Metabolism refers to our bodies' chemical reactions that change food into energy and break down nutrients to support healthy functions.
Choline is a vital nutrient for normal metabolic processes, like breaking down fats that maintain good cell membrane structure and carrying nutrients around your body.
Foods With Choline
Many foods are a great source of protein, particularly meat, dairy, and fish — but this puts people on a plant-based diet at a higher risk for choline deficiency. However, plenty of green vegetables and other vegetarian-friendly foods contain choline, just in lower amounts per serving.
To make sure you’re getting enough in your diet, consider these nine choline-rich options:
At over 414 milligrams per 100-gram serving, pan-fried beef liver is one of the richest choline sources. Chicken liver contains slightly less choline content with 200 milligrams for the same serving, which is still about half of your daily amount required.
2. Egg Yolks
Just one large egg contains almost 140 milligrams of choline in its yellow yolk — there's not any choline in the egg whites. Eggs are high in cholesterol, however.
Cooked beef is high in choline, with levels varying based on the cut. For example, a cup of ground beef contains 100 milligrams and a skirt steak has 51 milligrams per four-ounce serving.
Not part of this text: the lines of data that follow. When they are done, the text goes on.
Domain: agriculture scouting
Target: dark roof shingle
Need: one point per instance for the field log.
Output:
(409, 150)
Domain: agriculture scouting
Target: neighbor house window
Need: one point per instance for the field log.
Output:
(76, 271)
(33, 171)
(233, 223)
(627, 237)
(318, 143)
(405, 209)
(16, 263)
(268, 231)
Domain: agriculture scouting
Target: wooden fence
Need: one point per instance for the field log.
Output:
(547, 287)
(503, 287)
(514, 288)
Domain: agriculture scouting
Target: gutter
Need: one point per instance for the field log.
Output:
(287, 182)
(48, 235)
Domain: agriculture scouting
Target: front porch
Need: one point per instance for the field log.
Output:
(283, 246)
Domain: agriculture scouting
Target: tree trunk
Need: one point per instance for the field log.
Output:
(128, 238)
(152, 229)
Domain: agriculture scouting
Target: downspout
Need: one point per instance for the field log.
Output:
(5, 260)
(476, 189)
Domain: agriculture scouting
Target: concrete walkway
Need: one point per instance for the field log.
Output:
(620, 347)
Because some cuts of meat can be high in saturated fats, choose a lean variety for its nutritional benefits without adding too much fat to your diet.
4. Chicken Breast
A serving of lean chicken breast contains about 15% of your choline content for the day. Depending on your taste, turkey products have comparable choline levels to chicken, including turkey drumsticks, bacon, and both light and dark meats.
Fish are a rich source of many vitamins and minerals, including choline. Caviar lovers can get 139 milligrams from a one-ounce serving, while fish roe used in dishes like sushi has 95 milligrams of choline per ounce.
Other fish varieties also contain high choline levels as well, like 100 grams of cod at 291 milligrams, and salmon, haddock, and most white fish at 95 milligrams.
Choline is present in most green vegetables but most heavily concentrated in broccoli. One cup of cooked broccoli has more than 60 milligrams of choline, which makes it an excellent source for people who avoid meat and dairy products.
Raw soybeans contain 216 milligrams of choline per cup, adding soy products to the list of choline sources for those on a plant-based diet. How the soybeans are processed can affect this choline content, however.
Choline is available in a wide range of dairy products. A cup of 2% fat milk contains 40 milligrams of choline, and depending on the product, most cheeses have between 36 and 65 milligrams per 100 grams. While you should limit your overall sugar intake, you can even get 20 milligrams of choline from a milk chocolate bar.
A cup of cauliflower adds about 47 milligrams of choline to your meal. You can either cook the cauliflower to get its choline — plus the rest of its health-boosting nutrients — or eat it raw, like grating it into cauliflower rice or a salad.